In an era of tight budgets, cities, provinces and states are always looking for ways to save money.
One way is to reduce routine inspections of infrastructure, including bridges.
But that has caused some to worry about the safety of North American bridges, especially since the 2007 collapse of a bridge over the Mississippi River in Minnesota. That tragedy killed 13 people.
The investigation that followed attributed the collapse to defects that safety inspectors missed. That, along with improvements of sensor technology and machine learning, has spurred researchers in their quest for quicker, cheaper and more reliable ways to evaluate the condition of bridge decks.
With the year not much more than half over, there have already been announcements of two new systems.
One of the systems is mounted on a small skid-steer robot. The other has the equipment mounted in a cart that can be towed along a roadway. But both make extensive use of machine learning technology to do the work.
Inspecting a bridge used to involve drilling through the road surface to check for signs of delamination and corrosion of rebar. Ground penetrating radar, or GPR, has simplified the work since the 1980s although sending teams of inspectors out to check bridges is still expensive and can require extended road closures. The upshot of all this is that many North American bridges are overdue for inspection.
It is estimated in the United States several thousand bridges fall into that category. In Canada, there might be several hundred.
A team at the University of Nevada, Reno, has built what they call the first fully autonomous robotic bridge inspector. It is made up of a GPR unit and electrical resistivity sensors to spot any corrosion of steel or deteriorating concrete.
Surface cracks are detected using an onboard camera. All this is mounted on a stubby-looking robot small enough that the whole system can shuttle back-and-forth along the side of the road without getting in the way of passing traffic.
A machine-learning algorithm converts the data in real time to produce a colour-coated map of the bridge with areas of weakness highlighted. The results are sent to human inspectors who can keep tabs on the robot as it goes about its business.

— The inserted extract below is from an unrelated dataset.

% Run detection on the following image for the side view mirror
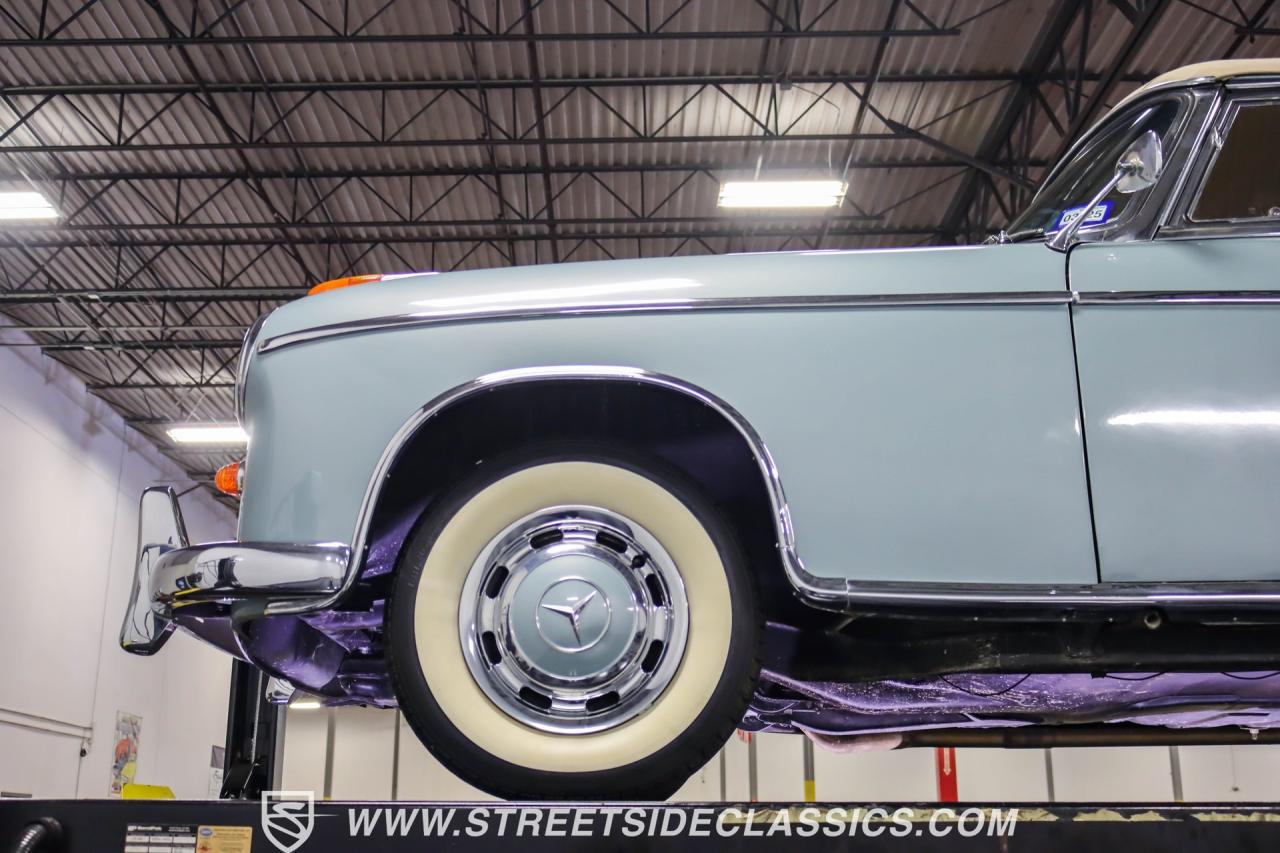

The system has been tested on four road bridges in Nevada, Montana, New Hampshire and Maine. In each case, the system proved to be faster and more accurate than human inspectors.
Spencer Gibb, a member of the research team, says the robot "takes the same amount of time to physically scan the bridge as a human inspector, but it processes the data in minutes instead of hours."
Meanwhile, at the University of Nebraska-Lincoln, Jinying Zhu and her team have devised an early-warning system for bridges that is based upon acoustics.
Her system is designed to produce a much faster and more accurate alternative to a conventional method of identifying delamination.
Delamination is a gradual separation of concrete layers that can subtly compromise the structural integrity of a bridge. Left unrepaired, it can lead to major problems.
Zhu’s system looks deceptively simple. It consists of a push-cart that drags several strings of brass balls along the concrete.
Those balls produce different acoustic frequencies depending on whether they’re being dragged over delaminated or pristine concrete.
Small, cheap microphones attached to the cart record the sound sending it to a laptop that collects and processes the signals.
While this is going on a specialized GPS is tracking the cart’s location down to a centimetre.
Correlating acoustic signals with the cart’s position, the system software can automatically generate a colour-coded map that shows the location and dimensions of the bridge’s defects.
Zhu says that bridge inspectors have traditionally looked for delamination by dragging chains across a bridge deck, listening for hollow spots and marking them with chalk or paint.
But that’s "a very slow process, and it’s subjective," Zhu says.
There is also something called and impact-echo test that involves tapping concrete with a steel ball and recording the acoustic signatures with a contact sensor.
That started Zhu wondering if she could meld the relative efficiency of the chain-drag approach with the accuracy of the impact-echo method.
After writing a machine learning algorithm that would help differentiate between the acoustic signals of delaminated and intact concrete, Zhu used microphones to record the sound generated by nearly a dozen different types of chain.
But no matter what she tried, the delamination-specific signals were being lost amid a sea of other acoustic waves that arose from the links clattering together.
That led her to replace chain links with metallic balls connected by nylon string. As she had hoped, the ball-and-string combination enhanced the desired signals while reducing the background noise.
Zhu and her colleagues have since tested the system on several bridges in Nebraska including two on a busy interstate highway. She found it takes her team about 20 minutes to assess a stretch of bridge that would have needed roughly two hours using the chain-drag method.
Next up will be more testing and adaptation that could improve the system’s speed.
"If we have a trailer behind a pickup or minivan, we can mount the system on the trailer," she says. "And even driving on a bridge, even though it might be at a slow speed, is still very fast compared to the conventional methods."
Central to both systems — one developed in Nevada and the other in Nebraska — are machine-learning algorithms.
Machine learning is a subset of artificial intelligence and gives computers the ability to learn without being explicitly programmed. It evolved from the study of pattern recognition. Thus, it can learn when it spots a pattern, even though it has not been programmed to spot that particular pattern.